This article is for people who are caring for someone, worrying about someone who cant or wont care for them self.
Recall when you are receiving the safety message on an aircraft prior to takeoff when you are told to fit your own oxygen mask before helping others ?
This is a situation where the risk of helping someone else before yourself could put you both at risk.
In your current situation with the person you are worried about are you feeling frustration, anger, fear, guilt or sadness ?
You may be in a situation where the person you are caring for is not ready for changes and unwilling to make changes ?
Julias daughter Kathy, 19, is increasingly staying inside inside her room, her mood is low and Julia suspects Kathy is living with depression. Julia is feeling angry, scared, sad and guilty. She has tried to change the situation in many ways, Kathy sleeps during the day, is awake all night and is increasingly irritable. Julia is becoming exhausted. As she has focused more and more on Kathy she has noticed her own life is beginning to go off the rails. Julia is bailing out Kathy's finances but Julia knows that Kathy is smoking weed every day. Julia is cancelling things on her own social network, outings, treats, to "be there" for Kathy.
Kathy is pre contemplative about making changes. Julia feels powerless over making Kathy's situation better. She's beginning to feel powerless in general as her own eating, sleeping and exercise becomes more random.

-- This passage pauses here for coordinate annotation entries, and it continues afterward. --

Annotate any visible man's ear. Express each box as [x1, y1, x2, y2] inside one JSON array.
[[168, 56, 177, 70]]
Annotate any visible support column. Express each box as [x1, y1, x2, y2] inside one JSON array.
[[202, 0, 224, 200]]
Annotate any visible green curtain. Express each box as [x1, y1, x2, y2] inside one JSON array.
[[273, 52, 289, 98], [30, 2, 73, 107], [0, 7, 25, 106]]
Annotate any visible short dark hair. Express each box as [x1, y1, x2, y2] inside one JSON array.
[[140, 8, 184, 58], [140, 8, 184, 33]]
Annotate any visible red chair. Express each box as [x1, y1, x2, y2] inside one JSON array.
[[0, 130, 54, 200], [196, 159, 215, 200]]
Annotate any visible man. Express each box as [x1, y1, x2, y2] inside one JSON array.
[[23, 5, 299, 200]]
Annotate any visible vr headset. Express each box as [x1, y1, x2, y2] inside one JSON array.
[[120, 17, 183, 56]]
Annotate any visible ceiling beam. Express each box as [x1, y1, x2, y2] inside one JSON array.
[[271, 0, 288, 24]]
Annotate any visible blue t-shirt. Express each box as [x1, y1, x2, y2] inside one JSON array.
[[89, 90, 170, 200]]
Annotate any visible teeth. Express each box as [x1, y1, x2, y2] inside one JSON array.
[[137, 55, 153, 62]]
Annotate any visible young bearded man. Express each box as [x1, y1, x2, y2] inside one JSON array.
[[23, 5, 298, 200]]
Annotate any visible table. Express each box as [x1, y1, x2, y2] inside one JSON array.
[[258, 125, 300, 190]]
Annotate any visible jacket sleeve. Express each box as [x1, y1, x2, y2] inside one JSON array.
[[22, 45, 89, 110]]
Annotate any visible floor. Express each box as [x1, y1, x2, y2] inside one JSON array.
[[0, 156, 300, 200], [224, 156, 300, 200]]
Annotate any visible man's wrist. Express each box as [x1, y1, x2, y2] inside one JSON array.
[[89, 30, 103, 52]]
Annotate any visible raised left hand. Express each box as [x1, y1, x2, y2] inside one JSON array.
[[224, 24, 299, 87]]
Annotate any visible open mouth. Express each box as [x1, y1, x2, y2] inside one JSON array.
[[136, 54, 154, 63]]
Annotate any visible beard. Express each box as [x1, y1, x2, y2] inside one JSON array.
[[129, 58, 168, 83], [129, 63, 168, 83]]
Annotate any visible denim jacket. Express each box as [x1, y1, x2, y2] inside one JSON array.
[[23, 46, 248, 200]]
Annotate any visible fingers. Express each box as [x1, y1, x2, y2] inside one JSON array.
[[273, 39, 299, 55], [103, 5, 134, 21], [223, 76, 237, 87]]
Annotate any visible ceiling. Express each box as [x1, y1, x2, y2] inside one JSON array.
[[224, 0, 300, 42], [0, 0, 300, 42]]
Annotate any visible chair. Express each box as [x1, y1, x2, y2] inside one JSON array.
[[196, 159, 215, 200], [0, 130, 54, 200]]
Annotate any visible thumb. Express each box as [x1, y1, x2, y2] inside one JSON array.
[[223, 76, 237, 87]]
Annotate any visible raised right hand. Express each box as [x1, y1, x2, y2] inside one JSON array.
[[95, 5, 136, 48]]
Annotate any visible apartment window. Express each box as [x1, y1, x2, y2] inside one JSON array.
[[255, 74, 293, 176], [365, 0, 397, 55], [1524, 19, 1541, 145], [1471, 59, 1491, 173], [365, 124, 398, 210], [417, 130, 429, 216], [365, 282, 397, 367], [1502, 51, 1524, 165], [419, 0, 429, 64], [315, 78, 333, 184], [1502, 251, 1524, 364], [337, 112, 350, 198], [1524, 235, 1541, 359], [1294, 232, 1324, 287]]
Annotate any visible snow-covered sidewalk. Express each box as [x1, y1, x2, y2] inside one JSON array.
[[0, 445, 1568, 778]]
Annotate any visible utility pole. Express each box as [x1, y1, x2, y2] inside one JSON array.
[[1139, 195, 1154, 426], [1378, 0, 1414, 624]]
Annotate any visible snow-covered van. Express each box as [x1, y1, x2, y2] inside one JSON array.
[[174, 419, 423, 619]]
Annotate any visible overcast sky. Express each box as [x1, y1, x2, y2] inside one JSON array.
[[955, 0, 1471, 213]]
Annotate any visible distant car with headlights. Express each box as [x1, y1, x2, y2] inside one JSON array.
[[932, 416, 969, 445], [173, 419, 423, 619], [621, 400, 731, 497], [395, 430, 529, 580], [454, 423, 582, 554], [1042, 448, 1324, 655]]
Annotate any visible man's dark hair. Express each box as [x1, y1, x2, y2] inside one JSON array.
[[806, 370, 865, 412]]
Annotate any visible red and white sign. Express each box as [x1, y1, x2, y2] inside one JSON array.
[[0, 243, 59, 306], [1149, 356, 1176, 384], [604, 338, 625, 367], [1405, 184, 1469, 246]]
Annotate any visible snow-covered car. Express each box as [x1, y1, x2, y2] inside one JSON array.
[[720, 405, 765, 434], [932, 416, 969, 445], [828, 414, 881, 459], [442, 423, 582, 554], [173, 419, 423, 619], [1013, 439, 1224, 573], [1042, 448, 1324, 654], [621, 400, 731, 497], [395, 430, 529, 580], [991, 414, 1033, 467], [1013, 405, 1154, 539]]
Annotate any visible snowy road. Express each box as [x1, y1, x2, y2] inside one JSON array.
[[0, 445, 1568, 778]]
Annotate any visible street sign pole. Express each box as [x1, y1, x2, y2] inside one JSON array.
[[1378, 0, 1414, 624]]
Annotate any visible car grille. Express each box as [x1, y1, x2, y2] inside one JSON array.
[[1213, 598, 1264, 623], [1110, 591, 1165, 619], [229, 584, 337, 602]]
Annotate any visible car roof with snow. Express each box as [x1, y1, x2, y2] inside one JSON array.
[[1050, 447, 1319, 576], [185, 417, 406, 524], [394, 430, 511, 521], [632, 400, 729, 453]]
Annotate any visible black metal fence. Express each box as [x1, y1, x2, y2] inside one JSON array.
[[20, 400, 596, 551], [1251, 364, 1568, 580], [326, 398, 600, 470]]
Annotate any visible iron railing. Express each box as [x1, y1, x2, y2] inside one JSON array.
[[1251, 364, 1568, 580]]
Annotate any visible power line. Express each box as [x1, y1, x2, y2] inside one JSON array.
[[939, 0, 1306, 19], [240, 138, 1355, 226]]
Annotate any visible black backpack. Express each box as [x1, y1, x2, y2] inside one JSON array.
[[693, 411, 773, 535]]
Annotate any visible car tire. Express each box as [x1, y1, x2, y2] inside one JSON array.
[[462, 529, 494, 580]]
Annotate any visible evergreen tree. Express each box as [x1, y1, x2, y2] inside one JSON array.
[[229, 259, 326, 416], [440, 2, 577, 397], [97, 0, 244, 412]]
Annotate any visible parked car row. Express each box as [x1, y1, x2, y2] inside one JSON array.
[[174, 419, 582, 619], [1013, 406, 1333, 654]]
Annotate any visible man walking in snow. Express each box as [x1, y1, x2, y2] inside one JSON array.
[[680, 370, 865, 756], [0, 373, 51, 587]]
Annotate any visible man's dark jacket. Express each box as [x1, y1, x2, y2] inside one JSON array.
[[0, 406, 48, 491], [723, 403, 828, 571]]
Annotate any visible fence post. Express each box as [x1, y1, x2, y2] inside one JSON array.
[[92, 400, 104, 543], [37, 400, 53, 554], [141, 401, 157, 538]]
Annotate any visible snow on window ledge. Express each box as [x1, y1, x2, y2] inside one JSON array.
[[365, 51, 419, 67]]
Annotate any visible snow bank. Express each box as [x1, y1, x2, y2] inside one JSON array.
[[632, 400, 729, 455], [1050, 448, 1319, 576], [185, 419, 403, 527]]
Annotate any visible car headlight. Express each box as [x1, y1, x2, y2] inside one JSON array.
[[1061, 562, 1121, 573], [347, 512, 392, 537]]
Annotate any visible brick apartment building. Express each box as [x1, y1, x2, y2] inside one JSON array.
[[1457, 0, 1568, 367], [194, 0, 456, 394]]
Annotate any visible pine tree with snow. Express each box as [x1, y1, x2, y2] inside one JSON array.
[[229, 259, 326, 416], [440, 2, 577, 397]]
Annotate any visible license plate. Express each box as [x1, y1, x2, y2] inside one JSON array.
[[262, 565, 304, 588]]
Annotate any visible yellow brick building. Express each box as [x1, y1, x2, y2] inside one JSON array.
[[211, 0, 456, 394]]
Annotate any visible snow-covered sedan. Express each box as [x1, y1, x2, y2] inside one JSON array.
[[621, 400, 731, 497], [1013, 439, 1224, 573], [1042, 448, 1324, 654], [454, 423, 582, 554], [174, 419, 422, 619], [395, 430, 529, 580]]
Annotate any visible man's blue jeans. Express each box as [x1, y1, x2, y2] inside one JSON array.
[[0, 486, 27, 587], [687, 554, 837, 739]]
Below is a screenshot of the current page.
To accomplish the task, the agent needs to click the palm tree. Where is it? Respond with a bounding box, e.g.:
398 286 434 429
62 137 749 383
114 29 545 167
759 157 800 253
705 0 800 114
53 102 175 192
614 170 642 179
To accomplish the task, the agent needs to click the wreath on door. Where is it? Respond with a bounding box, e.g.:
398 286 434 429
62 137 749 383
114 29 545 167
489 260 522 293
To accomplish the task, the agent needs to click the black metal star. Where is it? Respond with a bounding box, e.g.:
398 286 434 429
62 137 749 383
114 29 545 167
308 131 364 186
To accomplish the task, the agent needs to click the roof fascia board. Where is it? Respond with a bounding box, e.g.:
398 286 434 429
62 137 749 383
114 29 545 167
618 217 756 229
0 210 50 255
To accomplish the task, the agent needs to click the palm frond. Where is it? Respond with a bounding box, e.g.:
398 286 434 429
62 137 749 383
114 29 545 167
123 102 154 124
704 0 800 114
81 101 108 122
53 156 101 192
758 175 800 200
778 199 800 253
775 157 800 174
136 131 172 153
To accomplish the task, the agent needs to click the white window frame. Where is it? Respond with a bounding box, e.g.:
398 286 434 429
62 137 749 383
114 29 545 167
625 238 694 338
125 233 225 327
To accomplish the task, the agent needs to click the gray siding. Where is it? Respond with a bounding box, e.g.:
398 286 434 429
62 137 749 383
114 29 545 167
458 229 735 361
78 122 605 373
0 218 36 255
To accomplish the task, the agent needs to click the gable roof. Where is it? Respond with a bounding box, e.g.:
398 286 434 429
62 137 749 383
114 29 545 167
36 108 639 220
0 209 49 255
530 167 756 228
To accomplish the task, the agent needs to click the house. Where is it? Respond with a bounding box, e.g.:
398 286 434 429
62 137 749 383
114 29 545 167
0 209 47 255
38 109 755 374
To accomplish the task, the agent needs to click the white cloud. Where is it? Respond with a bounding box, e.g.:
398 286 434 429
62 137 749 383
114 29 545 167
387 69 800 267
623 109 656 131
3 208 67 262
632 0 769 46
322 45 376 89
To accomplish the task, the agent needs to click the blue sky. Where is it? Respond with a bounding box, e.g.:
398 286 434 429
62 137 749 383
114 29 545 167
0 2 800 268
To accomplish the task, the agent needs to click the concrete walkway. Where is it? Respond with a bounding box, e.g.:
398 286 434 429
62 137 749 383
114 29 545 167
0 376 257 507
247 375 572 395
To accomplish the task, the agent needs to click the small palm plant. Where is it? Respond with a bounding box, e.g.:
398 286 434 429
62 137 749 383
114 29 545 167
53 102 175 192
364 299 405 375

Julia shared with her counsellor her situation and came to the realisation that although she could not make Kathy change, she could change herself. In changing herself she would be more resilient, healthier, more rested and more socially connected and because of this she could be a more useful and resourceful presence in Kathy's life.
Julia explored in counselling "wise giving" as opposed to rescuing / enabling. Julia can now say "no", firmly, at the right time and mean it as well as when to say happily say "yes". She also makes time every day to sit with Kathy and just listen without giving advice, blaming or controlling. Kathy feels accepted and supported. Recently Kathy said an "I could" for the first time. She was beginning to believe change was possible.
When "change talk" is heard, this can be the time to support with looking at resources, options and possibilities and to recount all past successes.
Kathy is experiencing and observing her mothers great self care strategy. Julia's new clear boundaries are a great example for Kathy. Kathys lifestyle is no longer nocturnal and she is doing her fair share of the housework and is no longer asking for money. Kathy is now seeing a counsellor as well.
If someone you care about has mental illness, a chronic health condition, an addiction, a disability or does not want to take responsibility for their life, a good place to start is to explore all options with your counsellor in finding support, exploring options and planning strategies.
There is a way through and it starts with self care. Your selfishness supports your loved ones.
Time out or respite .. (counsellor can help you find and the courage to ask for support in this area)
Know your limits, delegate.
Yoga, Meditation, Tai chi, Dance, Walking,
Eat well, sleep well
Maintain Good social connections
The Serenity Prayer
To accept the things I cannot change; Courage to change the things I can; And wisdom to know the difference.